MiniatureHotdog · 29/11/2021 17:53

People are just being ridiculous at this point. "You want CEV to die you monster!!!" When will rational thinking and a sense of perspective return to the general public?
We cannot and should not continue to allow children to be collateral damage. People need to get vaccinated, wear a mask, socially distance if they want to and then fucking crack on.

Well put

Aishah231 · 29/11/2021 17:53

[quote Innocenta]@ichundich Vaccination should be made compulsory. But while it is not compulsory, it would be unethical and in conflict with the NHS's foundational values to refuse ITU care (if otherwise eligible).

Believe me, I don't like that aspect either. But moral decisions about who deserves care are a thorny issue. [/quote]
What exactly would change if vaccines were compulsory? Almost everybody is double jabbed and that doesn't seem to be stopping the spread. I've heard a lot of people on threads like this say it reduces the spread and likelihood of serious illness but I've been looking and can't find any evidence to back up these claims.

MurielSpriggs · 29/11/2021 17:53

It really isn't. Most nativities are painful to sit through.

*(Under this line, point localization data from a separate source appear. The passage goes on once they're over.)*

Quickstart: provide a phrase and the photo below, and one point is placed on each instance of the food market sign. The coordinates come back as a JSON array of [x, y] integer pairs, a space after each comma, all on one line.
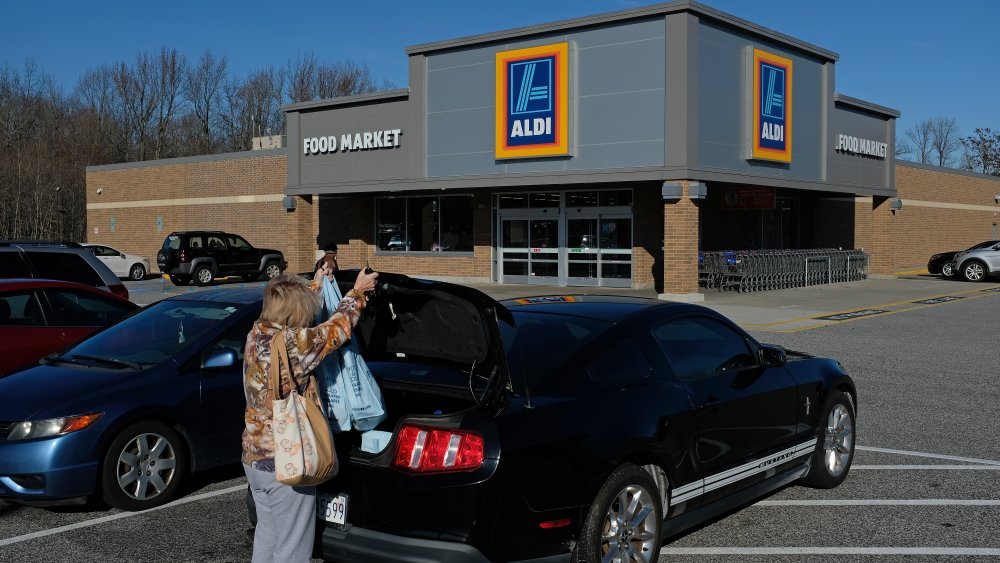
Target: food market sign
[[864, 147], [349, 142]]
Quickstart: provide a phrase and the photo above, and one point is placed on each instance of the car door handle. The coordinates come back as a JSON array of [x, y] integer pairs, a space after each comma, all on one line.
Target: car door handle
[[710, 403]]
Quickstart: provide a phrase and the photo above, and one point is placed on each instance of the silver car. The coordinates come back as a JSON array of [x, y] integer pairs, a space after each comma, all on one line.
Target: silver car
[[976, 265]]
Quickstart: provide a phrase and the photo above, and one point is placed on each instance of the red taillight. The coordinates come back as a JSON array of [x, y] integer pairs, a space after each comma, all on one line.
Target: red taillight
[[119, 290], [427, 450]]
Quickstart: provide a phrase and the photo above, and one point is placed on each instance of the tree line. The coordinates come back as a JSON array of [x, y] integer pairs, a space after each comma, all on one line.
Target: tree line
[[936, 141], [156, 105]]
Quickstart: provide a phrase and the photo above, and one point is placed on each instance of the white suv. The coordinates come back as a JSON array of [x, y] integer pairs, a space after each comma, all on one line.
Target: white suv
[[67, 261], [975, 265]]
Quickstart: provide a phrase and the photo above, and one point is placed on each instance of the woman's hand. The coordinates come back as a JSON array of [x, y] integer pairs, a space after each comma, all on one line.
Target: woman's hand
[[322, 272], [365, 282]]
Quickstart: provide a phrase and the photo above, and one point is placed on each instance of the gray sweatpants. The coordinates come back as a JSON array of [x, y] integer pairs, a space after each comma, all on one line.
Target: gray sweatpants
[[286, 519]]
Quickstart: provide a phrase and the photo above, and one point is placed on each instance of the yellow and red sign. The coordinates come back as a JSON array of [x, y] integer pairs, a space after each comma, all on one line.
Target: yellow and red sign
[[532, 95], [771, 130]]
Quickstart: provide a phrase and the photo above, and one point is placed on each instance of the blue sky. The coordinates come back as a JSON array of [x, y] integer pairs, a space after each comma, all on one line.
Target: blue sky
[[922, 57]]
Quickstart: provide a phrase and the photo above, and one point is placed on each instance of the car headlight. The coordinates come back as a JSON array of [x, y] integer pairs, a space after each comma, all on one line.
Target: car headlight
[[52, 427]]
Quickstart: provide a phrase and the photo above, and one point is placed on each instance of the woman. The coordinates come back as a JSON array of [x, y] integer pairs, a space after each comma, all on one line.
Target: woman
[[286, 516]]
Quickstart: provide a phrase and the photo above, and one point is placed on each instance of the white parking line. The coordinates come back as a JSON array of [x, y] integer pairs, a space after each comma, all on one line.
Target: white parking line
[[929, 455], [881, 502], [927, 467], [113, 517], [838, 550]]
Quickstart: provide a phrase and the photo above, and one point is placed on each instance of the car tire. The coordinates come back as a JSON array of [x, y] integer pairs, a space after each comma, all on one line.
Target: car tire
[[605, 538], [974, 271], [272, 270], [137, 272], [203, 276], [834, 453], [143, 467]]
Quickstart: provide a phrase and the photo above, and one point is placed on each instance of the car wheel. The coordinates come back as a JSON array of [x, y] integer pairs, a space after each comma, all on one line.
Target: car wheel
[[835, 448], [272, 270], [625, 520], [143, 467], [203, 276], [974, 271], [137, 272]]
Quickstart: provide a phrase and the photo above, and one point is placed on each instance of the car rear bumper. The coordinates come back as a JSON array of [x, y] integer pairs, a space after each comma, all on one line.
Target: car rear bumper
[[360, 544]]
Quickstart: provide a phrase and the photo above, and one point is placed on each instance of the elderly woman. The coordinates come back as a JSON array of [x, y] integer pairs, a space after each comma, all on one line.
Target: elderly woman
[[286, 516]]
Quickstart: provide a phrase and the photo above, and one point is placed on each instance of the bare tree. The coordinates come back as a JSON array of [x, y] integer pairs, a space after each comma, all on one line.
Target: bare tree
[[944, 139], [203, 90], [921, 136], [982, 151]]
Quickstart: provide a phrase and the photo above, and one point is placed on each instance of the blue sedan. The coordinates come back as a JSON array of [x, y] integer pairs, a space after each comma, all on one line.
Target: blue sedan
[[130, 411]]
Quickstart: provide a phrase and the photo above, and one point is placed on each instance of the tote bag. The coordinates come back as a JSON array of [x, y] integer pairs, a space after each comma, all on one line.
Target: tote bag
[[351, 395], [303, 445]]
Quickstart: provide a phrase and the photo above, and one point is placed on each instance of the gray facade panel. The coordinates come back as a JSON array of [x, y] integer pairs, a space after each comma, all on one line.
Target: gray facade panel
[[625, 117], [857, 168], [724, 90], [616, 96]]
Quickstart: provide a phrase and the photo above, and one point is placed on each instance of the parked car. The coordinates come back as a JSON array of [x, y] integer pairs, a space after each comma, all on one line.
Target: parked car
[[38, 317], [941, 264], [127, 413], [542, 427], [68, 261], [123, 265], [977, 264], [206, 255]]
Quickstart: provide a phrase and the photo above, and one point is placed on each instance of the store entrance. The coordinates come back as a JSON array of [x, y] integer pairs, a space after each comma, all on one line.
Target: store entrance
[[565, 239]]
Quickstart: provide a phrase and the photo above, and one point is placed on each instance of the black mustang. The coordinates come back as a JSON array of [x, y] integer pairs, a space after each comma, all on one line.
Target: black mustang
[[596, 426]]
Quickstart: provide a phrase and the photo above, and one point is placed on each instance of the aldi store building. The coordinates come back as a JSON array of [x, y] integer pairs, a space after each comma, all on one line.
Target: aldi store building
[[602, 151]]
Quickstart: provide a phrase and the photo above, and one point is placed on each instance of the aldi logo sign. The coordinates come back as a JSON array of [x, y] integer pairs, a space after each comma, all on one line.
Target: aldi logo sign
[[772, 107], [531, 95]]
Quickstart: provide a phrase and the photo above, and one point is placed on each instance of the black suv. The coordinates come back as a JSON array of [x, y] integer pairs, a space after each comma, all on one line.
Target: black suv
[[206, 255]]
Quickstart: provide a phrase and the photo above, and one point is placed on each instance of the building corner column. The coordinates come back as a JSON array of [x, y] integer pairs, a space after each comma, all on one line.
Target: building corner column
[[680, 248]]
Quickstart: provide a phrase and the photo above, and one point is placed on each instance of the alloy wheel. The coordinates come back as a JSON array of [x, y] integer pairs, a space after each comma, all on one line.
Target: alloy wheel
[[146, 466], [630, 528], [839, 440]]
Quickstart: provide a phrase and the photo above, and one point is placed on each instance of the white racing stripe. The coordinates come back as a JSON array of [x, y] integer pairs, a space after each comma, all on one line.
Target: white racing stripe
[[838, 550], [941, 467], [119, 516], [927, 455], [881, 502]]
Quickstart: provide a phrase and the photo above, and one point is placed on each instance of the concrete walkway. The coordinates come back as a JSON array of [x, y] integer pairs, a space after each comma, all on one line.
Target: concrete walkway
[[790, 310]]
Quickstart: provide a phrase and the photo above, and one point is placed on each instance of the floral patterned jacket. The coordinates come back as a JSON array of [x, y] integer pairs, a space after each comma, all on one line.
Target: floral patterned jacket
[[306, 348]]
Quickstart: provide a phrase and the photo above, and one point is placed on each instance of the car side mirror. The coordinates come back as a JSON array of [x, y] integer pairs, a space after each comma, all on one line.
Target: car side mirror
[[772, 357], [221, 358]]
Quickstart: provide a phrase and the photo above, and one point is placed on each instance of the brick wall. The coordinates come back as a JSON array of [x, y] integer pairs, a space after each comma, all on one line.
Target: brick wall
[[680, 252], [177, 193]]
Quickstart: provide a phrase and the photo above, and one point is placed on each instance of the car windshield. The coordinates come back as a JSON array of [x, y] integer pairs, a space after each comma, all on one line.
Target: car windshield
[[542, 342], [156, 333]]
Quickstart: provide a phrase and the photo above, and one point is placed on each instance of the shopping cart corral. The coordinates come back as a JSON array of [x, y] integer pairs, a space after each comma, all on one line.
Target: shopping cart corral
[[764, 270]]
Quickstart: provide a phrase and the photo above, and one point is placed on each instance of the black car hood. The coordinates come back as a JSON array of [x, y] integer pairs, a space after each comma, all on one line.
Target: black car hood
[[418, 320]]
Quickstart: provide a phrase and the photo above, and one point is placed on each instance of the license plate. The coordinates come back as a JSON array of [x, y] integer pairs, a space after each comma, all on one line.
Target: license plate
[[332, 508]]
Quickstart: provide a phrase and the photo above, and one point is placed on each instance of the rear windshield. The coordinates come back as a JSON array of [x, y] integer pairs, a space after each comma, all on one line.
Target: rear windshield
[[64, 266], [541, 343]]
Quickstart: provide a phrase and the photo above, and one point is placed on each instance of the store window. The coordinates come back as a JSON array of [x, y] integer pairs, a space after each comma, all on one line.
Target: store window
[[424, 224]]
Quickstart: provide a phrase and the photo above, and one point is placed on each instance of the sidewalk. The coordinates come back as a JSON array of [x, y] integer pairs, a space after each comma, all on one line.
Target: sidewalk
[[802, 308]]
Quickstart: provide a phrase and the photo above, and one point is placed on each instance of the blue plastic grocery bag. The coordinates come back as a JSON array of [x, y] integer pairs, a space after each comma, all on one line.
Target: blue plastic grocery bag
[[349, 391]]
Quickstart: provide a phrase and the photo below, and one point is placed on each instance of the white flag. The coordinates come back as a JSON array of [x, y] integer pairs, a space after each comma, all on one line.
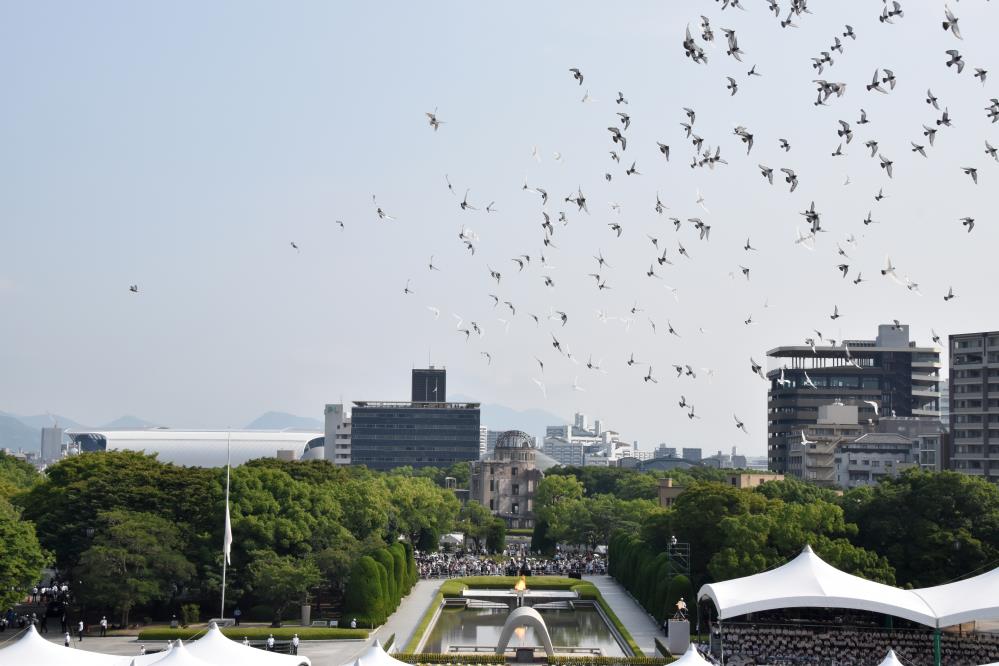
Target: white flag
[[227, 540]]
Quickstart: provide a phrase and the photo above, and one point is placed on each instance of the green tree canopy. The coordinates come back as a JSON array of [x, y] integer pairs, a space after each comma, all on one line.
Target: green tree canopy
[[134, 558], [281, 580], [21, 556]]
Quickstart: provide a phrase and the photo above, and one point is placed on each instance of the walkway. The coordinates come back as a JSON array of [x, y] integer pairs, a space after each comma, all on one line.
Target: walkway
[[634, 618]]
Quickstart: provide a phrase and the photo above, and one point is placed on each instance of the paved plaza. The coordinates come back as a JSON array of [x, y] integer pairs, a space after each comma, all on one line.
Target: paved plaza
[[402, 623]]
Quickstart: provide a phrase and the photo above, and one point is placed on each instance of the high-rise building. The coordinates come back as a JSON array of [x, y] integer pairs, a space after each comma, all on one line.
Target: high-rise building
[[429, 385], [974, 404], [337, 435], [51, 444], [385, 435], [901, 378], [691, 454]]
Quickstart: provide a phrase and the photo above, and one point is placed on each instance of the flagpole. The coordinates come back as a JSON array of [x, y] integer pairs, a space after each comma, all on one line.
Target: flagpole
[[226, 531]]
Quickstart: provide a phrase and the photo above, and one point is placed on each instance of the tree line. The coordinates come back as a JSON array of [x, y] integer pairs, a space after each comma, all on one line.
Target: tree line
[[135, 534]]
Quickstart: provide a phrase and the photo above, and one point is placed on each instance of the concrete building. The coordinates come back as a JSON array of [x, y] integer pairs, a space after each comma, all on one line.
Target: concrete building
[[691, 454], [337, 434], [385, 435], [429, 385], [902, 378], [974, 404], [505, 483], [52, 448]]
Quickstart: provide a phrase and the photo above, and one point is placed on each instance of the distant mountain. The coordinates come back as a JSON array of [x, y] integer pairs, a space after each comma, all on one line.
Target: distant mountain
[[500, 417], [45, 420], [129, 421], [14, 434], [282, 420]]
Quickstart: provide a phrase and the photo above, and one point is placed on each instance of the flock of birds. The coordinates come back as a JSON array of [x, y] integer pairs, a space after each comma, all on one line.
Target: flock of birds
[[675, 240]]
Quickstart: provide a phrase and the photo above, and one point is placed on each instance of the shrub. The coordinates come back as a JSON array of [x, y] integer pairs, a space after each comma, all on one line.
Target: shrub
[[190, 614], [363, 597]]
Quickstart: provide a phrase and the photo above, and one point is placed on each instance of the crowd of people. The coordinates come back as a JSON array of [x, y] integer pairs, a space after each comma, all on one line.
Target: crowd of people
[[747, 645], [516, 560]]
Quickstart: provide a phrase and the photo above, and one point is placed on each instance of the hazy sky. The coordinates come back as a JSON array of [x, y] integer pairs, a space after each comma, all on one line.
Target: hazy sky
[[183, 146]]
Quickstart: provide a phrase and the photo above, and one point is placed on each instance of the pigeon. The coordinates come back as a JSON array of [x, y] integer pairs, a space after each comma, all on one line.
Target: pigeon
[[950, 22]]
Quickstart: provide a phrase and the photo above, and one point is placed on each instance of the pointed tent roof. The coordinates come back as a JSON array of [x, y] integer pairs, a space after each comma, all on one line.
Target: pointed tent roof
[[181, 656], [809, 582], [691, 658], [974, 598], [32, 649], [375, 655], [216, 648], [891, 659]]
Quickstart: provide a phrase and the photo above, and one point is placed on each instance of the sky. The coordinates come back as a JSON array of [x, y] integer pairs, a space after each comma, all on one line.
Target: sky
[[184, 146]]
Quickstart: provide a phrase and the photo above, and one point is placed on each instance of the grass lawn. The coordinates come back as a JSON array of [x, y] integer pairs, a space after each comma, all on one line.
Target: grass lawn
[[255, 633]]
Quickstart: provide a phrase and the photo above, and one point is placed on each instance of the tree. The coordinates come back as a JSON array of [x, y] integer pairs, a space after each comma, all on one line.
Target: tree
[[932, 527], [16, 476], [280, 581], [496, 536], [134, 558], [21, 556], [364, 594]]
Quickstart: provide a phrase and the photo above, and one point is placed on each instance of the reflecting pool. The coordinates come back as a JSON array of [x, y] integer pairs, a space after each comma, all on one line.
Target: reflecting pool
[[579, 627]]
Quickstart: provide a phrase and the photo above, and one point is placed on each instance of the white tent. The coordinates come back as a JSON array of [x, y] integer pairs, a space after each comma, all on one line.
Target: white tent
[[181, 656], [691, 658], [376, 655], [965, 600], [215, 648], [891, 659], [809, 582], [32, 649]]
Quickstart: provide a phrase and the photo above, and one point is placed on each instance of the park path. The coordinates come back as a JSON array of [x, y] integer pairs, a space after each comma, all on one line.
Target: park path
[[641, 625]]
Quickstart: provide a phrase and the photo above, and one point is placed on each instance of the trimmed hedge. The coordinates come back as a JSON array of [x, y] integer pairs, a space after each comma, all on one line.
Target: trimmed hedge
[[437, 658], [256, 633]]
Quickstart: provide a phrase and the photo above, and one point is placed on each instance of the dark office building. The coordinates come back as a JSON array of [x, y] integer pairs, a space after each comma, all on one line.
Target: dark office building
[[385, 435], [429, 385], [974, 404], [893, 372]]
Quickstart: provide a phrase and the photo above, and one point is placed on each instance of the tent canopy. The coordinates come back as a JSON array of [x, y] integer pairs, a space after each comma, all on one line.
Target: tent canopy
[[214, 647], [32, 649], [809, 582]]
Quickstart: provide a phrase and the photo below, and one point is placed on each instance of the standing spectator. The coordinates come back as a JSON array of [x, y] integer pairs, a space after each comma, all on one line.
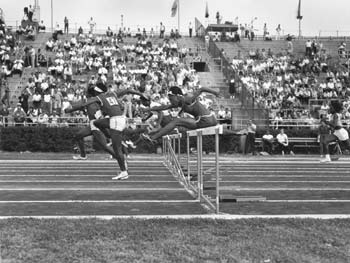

@itsallgoingpearshaped Maybe I'm just a big softy then Grin

Although I would much rather see Macbeth at the National

HeyMoana · 29/11/2021 17:53

@Benjispruce5

I don’t understand the comment that everyone else is carrying on and children aren’t. My school has has sports day, children have had birthday parties and we are having a nativity with mitigation’s. If your school is not, you need to ask why. Birthday parties are not in the school’s remit!
My job involves me spending time in a huge amount of schools. Over the last two years, where sports day has happened, it has been without parents for the majority. I know of no schools that have had shows with parents present, or fairs or indeed any community events. No local school running, gymnastic or singing competitions/ football / netball matches. The nativities have been without an audience but filmed ( a pretty pointless exercise if you're a child ). My own children had birthdays during restrictions. Teachers are doing a great job but it's not the same as it was. You may argue these restrictions are necessary but there is no argument that they aren't missing out. If your school has done all of these things, I would suggest it's not the norm.